In June 1955, I was appointed to the chair of Inorganic Chemistry at Imperial College in the University of London, which, at that time was the only established chair in the subject in the United Kingdom and took up the position in January 1956. I have been at the College ever since and have worked, with a relatively few students and postdoctoral fellows, almost entirely on the complexes of transition metals. I have been much interested in the complex chemistry of ruthenium, rhodium and rhenium, in compounds of unsaturated hydrocarbons and with metal to hydrogen bonds. The latter led to work on homogeneous catalytic reactions such as hydrogenation and hydroformylation of olefins.

In 1952 I married Lise S?lver, only daughter of Professor and Mrs. Svend Aage Schou, lately Rector of Denmark's Pharmaceutical High School and we have two daughters.

Banquet Speech

Geoffrey Wilkinson's speech at the Nobel Banquet, December 10, 1973

Your Majesty, Your Royal Highnesses, Ladies and Gentlemen, My Fellow Students,

It is an old English convention that experienced speakers always begin by saying "unaccustomed as I am to public speaking". In my case it is really true and when I was given the honour of replying on behalf of my fellow Nobel Laureates, and was struggling to find some appropriate phrases, I was reminded in my situation, though in an insignificant way, by a similarity to the plight of the ancient Chinese philoshoper Lao Weh Chang.

As you will recall, as a young man, labouring under the wild fig trees of Fu Chong, he discovered the secret of transforming base metals into gold. With increasing knowledge of the chemical arts of old China, he was able to turn everything into everything else, and ultimately at his pinnacle, everything into nothing. Finally, when contemplating the awesome magnitude of his achievements he was rendered totally speechless. But we have it on excellent authority that whenever he opened his mouth there ensued a most magnificent display of fireworks and all was suffused with an everlasting rosy glow.

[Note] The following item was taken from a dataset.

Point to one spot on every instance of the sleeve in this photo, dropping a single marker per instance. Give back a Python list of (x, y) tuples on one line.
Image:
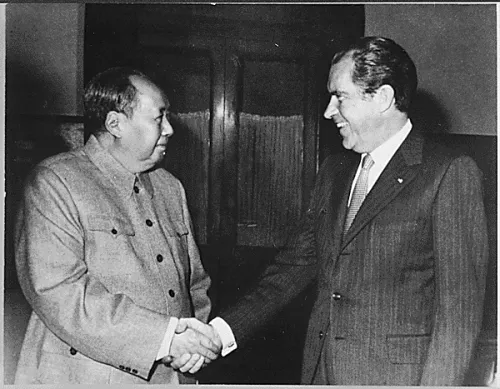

Now friends, when I was labouring under the eucalyptus trees of California, I too made some gold, but unfortunately it was only from platinum and I didn't make much since it was costing 100 m dollars a gram. Later I turned many things into many other things but the ultimate has always eluded me. However, my students have quite often turned everything into nothing but a lot of old rubbish. Finally on October 23rd, when contemplating what had been wrought here in Stockholm, I too was rendered speechless. Unfortunately this proved only temporary, so that I am quite unable to provide you with the magnificent display of fireworks that this happy occasion so richly deserves.

However, in thanking you most sincerely for your kind thoughts, on behalf of my fellow Laureates, I can only pray that everyone of you will be suffused with that most satisfying of rosy glows - the inner one of tranquility, the spirit and the intellect - and that it will last you throughout your lifetime.